Neden ben hep bu tür filmler izliyorum neden!?!??! Hep böyle denk geliyor, komedi sanıyorum dramın dibindeyim. Lanet girsin, film çok güzeldi. Arada çok sıkıldım. Olaylar çok yavaş ilerliyordu. Kasiyer çocuğa ve Rebecca'ya ne olduğu da muamma. Yarım kalmış bir hikaye gibiydi. Sadece Enid var hacım, elimizde bundan başka hikaye de yok şeklindeydi. Bana öyle geldi, bir Lars and the Real Girl kadar olamazdı, olamadı da tabii.

Not olarak ; Steve Buscemi -seymour- iyiydin adamım!

Adult Market'te iken Enid, bu kısmı güzeldi.

Scarlett-rebecca- 11 yıl olmuş böbreem. 



İyi seyirler.

Perşembe, Şubat 16, 2012

Literatüre Geçen Eşek

Selam millet, 
Bir dershane yazısı ile daha karşınızdayız. Söz vermiştim sadece iyi yanlarını yazacam diye ama öyle oldu artık. Bugün de kötü olan bir şey yoktu. Hadi bakalım. 

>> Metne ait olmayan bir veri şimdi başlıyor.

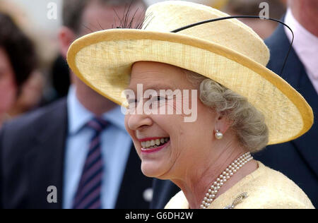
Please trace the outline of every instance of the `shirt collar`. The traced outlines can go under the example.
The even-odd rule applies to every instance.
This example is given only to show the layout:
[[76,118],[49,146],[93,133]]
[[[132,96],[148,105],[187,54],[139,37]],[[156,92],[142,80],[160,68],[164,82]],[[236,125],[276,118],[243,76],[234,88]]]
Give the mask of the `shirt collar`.
[[[78,101],[75,86],[72,85],[70,87],[67,95],[69,133],[70,134],[78,133],[94,117],[94,114]],[[124,115],[122,113],[120,107],[117,106],[112,110],[103,114],[102,116],[110,124],[126,132]]]

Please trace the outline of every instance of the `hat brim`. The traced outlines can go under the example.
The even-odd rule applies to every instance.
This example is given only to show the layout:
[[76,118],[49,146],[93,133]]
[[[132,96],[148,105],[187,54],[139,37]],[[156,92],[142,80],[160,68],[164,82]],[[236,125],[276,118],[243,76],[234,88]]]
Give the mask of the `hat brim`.
[[67,61],[79,78],[120,105],[136,61],[176,66],[211,78],[247,98],[265,116],[269,145],[295,139],[313,123],[312,109],[287,82],[248,57],[182,34],[132,29],[96,32],[75,41]]

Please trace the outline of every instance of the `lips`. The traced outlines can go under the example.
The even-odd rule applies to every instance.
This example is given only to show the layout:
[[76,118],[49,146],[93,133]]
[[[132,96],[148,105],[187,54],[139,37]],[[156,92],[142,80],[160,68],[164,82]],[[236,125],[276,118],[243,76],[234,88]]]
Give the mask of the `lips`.
[[169,138],[153,138],[139,140],[141,142],[141,152],[151,153],[163,149],[168,143]]

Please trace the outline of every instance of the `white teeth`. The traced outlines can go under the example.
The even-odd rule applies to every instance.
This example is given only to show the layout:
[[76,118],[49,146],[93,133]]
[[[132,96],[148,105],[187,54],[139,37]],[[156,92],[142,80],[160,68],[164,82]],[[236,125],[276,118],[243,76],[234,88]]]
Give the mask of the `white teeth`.
[[150,147],[153,146],[158,146],[160,144],[163,144],[165,143],[168,142],[170,140],[169,138],[157,138],[156,140],[151,140],[148,141],[143,141],[141,142],[141,147],[143,148]]

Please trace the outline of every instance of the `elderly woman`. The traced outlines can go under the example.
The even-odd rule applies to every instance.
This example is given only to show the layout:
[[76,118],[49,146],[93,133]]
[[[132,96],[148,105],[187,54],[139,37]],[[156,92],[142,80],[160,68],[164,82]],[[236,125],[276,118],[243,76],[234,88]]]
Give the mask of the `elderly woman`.
[[[250,154],[299,137],[313,122],[302,96],[265,67],[259,37],[233,19],[171,32],[228,16],[189,2],[159,3],[147,15],[143,30],[78,40],[68,61],[119,104],[129,91],[125,123],[143,173],[182,190],[166,207],[312,208],[292,181]],[[160,93],[169,90],[175,94]],[[189,104],[196,119],[185,121]],[[162,112],[167,107],[175,112]]]

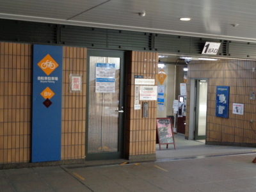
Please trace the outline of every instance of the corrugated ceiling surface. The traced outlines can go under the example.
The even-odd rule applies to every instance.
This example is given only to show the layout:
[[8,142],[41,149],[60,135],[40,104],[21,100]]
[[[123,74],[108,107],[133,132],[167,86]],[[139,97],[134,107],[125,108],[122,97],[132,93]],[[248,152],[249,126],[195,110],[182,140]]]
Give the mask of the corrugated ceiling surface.
[[[0,0],[0,4],[4,19],[256,42],[254,0]],[[145,17],[140,17],[143,11]],[[184,17],[192,20],[180,21]]]

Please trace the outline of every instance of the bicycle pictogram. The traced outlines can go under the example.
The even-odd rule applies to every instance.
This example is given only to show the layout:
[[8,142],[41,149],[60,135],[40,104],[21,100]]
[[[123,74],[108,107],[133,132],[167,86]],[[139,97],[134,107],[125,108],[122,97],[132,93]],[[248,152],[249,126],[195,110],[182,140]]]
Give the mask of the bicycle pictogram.
[[55,64],[52,63],[52,61],[48,61],[48,60],[47,60],[45,63],[42,63],[41,67],[42,68],[46,68],[49,67],[51,69],[54,69],[55,68]]

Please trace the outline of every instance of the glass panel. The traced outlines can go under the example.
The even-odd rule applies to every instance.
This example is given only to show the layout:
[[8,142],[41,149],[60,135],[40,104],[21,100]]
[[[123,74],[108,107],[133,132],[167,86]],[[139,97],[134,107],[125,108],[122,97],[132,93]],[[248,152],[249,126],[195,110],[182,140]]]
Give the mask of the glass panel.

Dün akşam elektrikler bir gidip bir geldiği için bütün ders çalışma şevkimi kırmayı başardı. Çok sövdüm, bu kesilmelerden sorumlu olanlara. Akşam da ders çalışamamak gibi bir huyum var ki, sağolsun anam ilkokuldan beri bu alışkanlığı hayatımın bir parçası olarak her haftaiçi saat 15 ten 19'a kadar çalışırdım, tabii ara vererek. Gün geldi okuldan uzak kaldım, işte o saatten beri... ders çalışmak... ya kendimi motive edemiyorum. Ya da alışkanlıklarımdan kurtulamıyorum. 

Bugün bir Fenol'den bir hidrojen koparılması sonucu Benzil oluştuğunu öğrendim. Yok efenim Toluen, Anilin vesaire. Güzel hoş isimler bunlar. Bir de orto, meta, para var ki bunlar "üç silahşörler" gibi takılıyorlar. Güzel güzel. 
Matematikte de sorun yok, en azından ders bakımından.
Biyoloji, buraya dikkat! İpler kopuuuuuy!!! 
Neyse 2. ders Eşeğin Tuhaf Hikayesi'ni anlattım, bütün ders buna gitti. Hocam da 2 yıllık hocam, adam şok oldu. Lan olum habarım yook! şeklinde şoka girdi. Sınıfta sessizlik vesaire. Abi ama ben gülerek anlatıyordum, cidden. En azından bütün o olaylar, evet kötü ama bana kattıkları için de bazen şükretmeden alamıyorum kendimi. Cidden, bazen iyiki bütün bunlar başıma gelmiş diyorum ki bundan kurtulduktan sonra işte sıkıntı euheue. Ama yok yok şaka yapıyorum. Pollyannanın tekiyim, belki böyle olmak işime yaradı. Bütün bu hikayeden sonra hoca "olum literatüre geçecek adamsın" dedi. 50/50 diye bi film var, onu da izlerim yorumlarız. uehe. 

Ders bittikten sonra ne mi oldu ? Tam o sırada... 
Arkadaşım geldi, ehe, sürpriz oldu bu. Beklemiyordum ama telefonum da olmadığı için güzel güzel, telefon almıcam! ehe. şaka. Bu tür durumlar mutlu ediyor. Künefe yedik! -tabii ki peynirli. Sohbet de ettik. Ama literatüre 2. kere geçmemin sebebi olacak şey, utandım çok. Hesabı kendi ödeyince de viiiiuuuuu... Utandım evet, çok hem de. Bunu da bloga yazacağımı söyledim ehe. Sorun yok bu bakımdan.

Gün güzeldi, güzel bitti. O zaman şarkımız da olmalı - ama bu durumlarda aklıma gelmeyeceği için - 
Nightwish - Bye Bye Beatiful gelsin arkadaşımı da yolcu edek hep beraber.